FAJAR.CO.ID – Konsumsi gula mentah untuk kebutuhan industri diprediksi meningkat pada 2018, yakni mencapai 3,6 juta ton.
Proyeksi itu lebih tinggi enam persen ketimbang konsumsi gula mentah kebutuhan industri tahun 2017 sebesar 3,4 juta ton.
Dirjen Industri Agro Kementerian Perindustrian, Panggah Susanto, mengatakan, proyeksi pertumbuhan konsumsi berada di bawah proyeksi pertumbuhan industri makanan minuman sebesar 7 sampai 8 persen.
“Kita tidak mengambil angka yang terlalu agresif. Pemerintah mengindikasikan pertumbuhan konsumsinya sekitar 5 sampai 6 persen,” ujarnya dikutip Indopos (Jawa Pos Grup), Kamis (14/12/2017).
Kebutuhan gula nasional sepanjang 2016 mencapai 5,7 juta ton. Sebanyak 2,9 juta ton di antaranya merupakan kebutuhan industri. Sisanya, sebanyak 2,8 juta ton merupakan konsumsi masyarakat.
Produksi gula pada 2016 lalu hanya mencapai 2,2 juta ton. Sebanyak 1,2 juta ton di antaranya merupakan hasil produksi perusahaan Badan Usaha Milik Negara (BUMN). Sedangkan, sisanya sebanyak 999.600 ton merupakan produksi swasta.

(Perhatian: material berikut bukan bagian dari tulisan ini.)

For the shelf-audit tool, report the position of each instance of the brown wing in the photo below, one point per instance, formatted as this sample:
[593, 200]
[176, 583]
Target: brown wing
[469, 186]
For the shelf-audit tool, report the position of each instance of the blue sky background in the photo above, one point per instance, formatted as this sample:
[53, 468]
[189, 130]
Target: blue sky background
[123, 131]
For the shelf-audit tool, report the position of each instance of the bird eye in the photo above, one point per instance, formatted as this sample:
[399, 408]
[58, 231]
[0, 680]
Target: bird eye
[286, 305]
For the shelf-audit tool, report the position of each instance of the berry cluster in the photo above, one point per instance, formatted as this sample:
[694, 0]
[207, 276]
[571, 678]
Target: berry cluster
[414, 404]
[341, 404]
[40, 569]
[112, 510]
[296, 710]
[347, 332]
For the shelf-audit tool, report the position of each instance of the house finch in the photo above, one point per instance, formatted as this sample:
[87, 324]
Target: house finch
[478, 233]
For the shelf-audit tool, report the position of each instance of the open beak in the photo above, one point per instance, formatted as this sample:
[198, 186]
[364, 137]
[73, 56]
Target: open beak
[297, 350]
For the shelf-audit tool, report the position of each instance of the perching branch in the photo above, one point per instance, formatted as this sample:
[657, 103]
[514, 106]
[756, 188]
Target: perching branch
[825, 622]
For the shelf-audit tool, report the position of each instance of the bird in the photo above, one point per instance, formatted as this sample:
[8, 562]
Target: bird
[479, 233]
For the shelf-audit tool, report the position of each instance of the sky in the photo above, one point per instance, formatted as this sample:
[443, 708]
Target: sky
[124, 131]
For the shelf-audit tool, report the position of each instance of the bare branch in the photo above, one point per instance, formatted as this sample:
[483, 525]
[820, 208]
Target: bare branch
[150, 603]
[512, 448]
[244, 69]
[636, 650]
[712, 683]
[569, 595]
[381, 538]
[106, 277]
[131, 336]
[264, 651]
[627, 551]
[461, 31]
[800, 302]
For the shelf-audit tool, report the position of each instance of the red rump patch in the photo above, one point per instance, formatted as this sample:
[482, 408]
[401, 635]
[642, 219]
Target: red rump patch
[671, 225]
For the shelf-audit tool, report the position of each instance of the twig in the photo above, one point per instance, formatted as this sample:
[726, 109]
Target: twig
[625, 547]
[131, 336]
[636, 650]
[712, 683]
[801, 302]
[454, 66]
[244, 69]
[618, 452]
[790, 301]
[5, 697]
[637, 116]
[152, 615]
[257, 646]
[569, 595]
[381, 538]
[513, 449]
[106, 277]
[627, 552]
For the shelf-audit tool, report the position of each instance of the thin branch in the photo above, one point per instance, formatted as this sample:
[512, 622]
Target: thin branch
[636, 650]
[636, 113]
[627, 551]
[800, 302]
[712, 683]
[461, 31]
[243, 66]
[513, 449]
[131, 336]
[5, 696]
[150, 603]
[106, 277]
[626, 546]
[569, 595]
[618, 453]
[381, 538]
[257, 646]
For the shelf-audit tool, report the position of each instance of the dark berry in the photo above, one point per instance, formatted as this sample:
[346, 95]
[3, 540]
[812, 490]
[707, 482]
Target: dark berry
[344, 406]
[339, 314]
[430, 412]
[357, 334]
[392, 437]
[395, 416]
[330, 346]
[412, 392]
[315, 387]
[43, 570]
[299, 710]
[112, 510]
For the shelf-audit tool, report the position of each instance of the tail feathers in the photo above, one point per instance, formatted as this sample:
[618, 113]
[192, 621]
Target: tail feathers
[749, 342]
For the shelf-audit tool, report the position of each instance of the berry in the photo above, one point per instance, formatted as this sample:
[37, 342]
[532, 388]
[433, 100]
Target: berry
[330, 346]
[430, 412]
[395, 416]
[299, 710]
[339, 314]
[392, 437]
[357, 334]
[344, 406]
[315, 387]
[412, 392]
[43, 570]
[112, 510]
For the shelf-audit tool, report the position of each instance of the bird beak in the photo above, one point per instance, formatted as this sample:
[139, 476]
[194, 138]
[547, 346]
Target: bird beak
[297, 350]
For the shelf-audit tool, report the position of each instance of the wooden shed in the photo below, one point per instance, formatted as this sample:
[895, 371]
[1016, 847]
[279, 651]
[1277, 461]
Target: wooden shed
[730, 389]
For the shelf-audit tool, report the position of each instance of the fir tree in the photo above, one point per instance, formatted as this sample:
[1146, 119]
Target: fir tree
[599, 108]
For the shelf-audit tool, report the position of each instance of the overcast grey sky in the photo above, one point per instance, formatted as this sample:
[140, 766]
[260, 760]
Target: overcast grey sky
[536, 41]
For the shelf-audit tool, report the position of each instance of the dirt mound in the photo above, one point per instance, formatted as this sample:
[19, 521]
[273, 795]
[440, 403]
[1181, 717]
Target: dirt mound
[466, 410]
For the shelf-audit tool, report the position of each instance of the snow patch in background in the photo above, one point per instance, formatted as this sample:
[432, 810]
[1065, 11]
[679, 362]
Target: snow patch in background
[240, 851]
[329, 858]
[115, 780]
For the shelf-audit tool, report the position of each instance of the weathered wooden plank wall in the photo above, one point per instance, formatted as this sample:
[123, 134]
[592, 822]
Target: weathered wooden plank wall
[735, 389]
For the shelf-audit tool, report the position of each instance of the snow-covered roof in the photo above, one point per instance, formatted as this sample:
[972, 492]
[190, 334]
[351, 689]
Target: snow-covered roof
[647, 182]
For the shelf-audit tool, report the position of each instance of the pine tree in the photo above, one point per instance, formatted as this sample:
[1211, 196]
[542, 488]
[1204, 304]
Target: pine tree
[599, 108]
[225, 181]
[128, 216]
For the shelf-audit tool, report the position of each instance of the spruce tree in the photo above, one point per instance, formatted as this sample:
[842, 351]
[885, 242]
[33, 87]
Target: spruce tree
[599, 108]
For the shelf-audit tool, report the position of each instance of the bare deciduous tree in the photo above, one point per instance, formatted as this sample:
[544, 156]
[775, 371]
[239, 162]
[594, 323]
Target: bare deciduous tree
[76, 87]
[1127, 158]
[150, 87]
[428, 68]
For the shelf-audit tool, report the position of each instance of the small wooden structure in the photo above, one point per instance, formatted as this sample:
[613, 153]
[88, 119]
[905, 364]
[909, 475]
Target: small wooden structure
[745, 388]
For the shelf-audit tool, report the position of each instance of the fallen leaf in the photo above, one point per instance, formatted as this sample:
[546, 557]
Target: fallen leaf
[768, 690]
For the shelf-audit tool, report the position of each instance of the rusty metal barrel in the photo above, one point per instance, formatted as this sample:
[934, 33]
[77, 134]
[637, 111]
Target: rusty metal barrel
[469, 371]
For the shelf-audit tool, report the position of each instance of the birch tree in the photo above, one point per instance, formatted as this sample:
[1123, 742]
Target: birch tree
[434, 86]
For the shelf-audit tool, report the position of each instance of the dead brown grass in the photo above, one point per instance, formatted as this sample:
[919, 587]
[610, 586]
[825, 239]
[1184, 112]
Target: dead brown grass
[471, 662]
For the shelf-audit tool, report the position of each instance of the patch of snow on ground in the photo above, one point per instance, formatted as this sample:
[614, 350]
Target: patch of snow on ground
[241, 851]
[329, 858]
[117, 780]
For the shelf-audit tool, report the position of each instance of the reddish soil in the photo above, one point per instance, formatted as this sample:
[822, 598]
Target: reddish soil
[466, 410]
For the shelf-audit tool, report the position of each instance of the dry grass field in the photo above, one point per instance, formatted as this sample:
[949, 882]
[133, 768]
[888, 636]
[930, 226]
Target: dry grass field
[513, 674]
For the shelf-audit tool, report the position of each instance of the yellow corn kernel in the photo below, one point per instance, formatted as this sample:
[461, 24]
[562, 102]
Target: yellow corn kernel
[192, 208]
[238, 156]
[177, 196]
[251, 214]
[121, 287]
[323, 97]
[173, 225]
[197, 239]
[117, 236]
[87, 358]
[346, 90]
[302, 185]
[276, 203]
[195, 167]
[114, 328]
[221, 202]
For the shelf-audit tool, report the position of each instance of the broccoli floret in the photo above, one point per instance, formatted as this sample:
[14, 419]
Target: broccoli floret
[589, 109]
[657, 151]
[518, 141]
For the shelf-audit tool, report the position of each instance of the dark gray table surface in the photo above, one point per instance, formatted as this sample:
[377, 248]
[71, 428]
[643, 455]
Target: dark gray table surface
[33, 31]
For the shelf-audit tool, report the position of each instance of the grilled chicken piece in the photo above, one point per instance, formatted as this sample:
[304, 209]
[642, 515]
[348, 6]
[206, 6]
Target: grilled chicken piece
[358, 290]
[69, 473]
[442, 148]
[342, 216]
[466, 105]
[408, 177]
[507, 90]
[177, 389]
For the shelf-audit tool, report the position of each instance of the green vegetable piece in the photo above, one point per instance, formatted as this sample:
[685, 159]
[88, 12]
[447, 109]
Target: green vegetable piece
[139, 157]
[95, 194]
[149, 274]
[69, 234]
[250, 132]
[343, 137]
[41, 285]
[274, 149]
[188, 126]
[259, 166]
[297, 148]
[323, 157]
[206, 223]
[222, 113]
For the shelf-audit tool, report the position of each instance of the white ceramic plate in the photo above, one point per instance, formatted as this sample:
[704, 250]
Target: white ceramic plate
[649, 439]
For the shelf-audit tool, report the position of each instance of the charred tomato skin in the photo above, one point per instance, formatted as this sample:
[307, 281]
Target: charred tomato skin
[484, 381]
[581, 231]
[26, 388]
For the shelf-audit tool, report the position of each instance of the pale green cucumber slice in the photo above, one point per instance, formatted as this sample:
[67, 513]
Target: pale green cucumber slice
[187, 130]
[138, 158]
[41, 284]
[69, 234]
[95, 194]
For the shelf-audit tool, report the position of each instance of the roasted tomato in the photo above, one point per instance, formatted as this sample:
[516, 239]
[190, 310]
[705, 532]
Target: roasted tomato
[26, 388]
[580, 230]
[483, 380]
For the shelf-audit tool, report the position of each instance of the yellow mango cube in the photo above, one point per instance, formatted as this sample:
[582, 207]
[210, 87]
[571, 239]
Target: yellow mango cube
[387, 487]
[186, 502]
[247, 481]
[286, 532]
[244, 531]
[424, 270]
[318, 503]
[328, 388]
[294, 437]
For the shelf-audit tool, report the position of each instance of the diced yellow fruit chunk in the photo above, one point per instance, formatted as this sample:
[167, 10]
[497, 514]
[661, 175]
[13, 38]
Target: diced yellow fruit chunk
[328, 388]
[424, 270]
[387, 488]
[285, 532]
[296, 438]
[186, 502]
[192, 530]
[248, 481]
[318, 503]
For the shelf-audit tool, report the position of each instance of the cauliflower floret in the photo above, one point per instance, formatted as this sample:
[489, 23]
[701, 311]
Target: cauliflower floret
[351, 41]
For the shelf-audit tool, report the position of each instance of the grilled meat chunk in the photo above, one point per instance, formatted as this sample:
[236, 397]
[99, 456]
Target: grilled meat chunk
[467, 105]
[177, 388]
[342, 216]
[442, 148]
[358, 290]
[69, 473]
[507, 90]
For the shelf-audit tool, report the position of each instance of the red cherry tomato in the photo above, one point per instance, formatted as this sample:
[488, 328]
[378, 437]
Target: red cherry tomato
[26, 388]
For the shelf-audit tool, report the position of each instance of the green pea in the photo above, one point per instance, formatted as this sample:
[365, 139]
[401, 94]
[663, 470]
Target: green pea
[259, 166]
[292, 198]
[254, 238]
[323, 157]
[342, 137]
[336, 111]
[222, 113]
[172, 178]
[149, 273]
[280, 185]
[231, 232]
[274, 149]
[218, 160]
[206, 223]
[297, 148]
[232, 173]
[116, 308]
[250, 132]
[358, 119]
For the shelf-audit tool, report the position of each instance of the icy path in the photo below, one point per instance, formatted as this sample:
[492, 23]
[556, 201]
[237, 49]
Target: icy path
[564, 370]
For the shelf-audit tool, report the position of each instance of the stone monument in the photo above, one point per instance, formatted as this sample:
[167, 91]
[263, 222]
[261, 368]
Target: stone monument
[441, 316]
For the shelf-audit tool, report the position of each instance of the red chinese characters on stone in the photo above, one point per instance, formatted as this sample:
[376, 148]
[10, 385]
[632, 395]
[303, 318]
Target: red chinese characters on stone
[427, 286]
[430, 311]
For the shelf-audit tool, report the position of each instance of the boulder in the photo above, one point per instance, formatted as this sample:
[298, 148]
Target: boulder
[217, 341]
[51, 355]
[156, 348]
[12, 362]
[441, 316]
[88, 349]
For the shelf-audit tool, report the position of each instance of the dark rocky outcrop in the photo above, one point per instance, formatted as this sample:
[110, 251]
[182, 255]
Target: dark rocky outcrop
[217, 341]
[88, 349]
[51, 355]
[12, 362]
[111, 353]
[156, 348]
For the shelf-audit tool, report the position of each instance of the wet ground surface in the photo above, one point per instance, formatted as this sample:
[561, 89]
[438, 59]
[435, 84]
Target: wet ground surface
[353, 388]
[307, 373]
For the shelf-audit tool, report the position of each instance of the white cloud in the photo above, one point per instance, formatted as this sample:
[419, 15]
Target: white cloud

Pada tahun ini, produsen BUMN ditarget memproduksi sebanyak 1,6 juta ton gula. Selisih permintaan dengan realisasi produksi sebesar 4,2 juta ton pada tahun lalu itu terpenuhi dengan cara impor. Tahun ini, selisih tersebut diperkirakan semakin melebar lantaran realisasi produksi tak sesuai harapan.
“Dari indikasinya, produksi tahun ini jauh lebih rendah dari tahun lalu,” tegasnya.
Sementara itu, Asisten Deputi Bidang Perkebunan dan Hortikultura Kemenko Perekonomian Willystra Danny memproyeksikan kebutuhan gula konsumsi dan industri mencapai 6,8 juta ton pada 2020.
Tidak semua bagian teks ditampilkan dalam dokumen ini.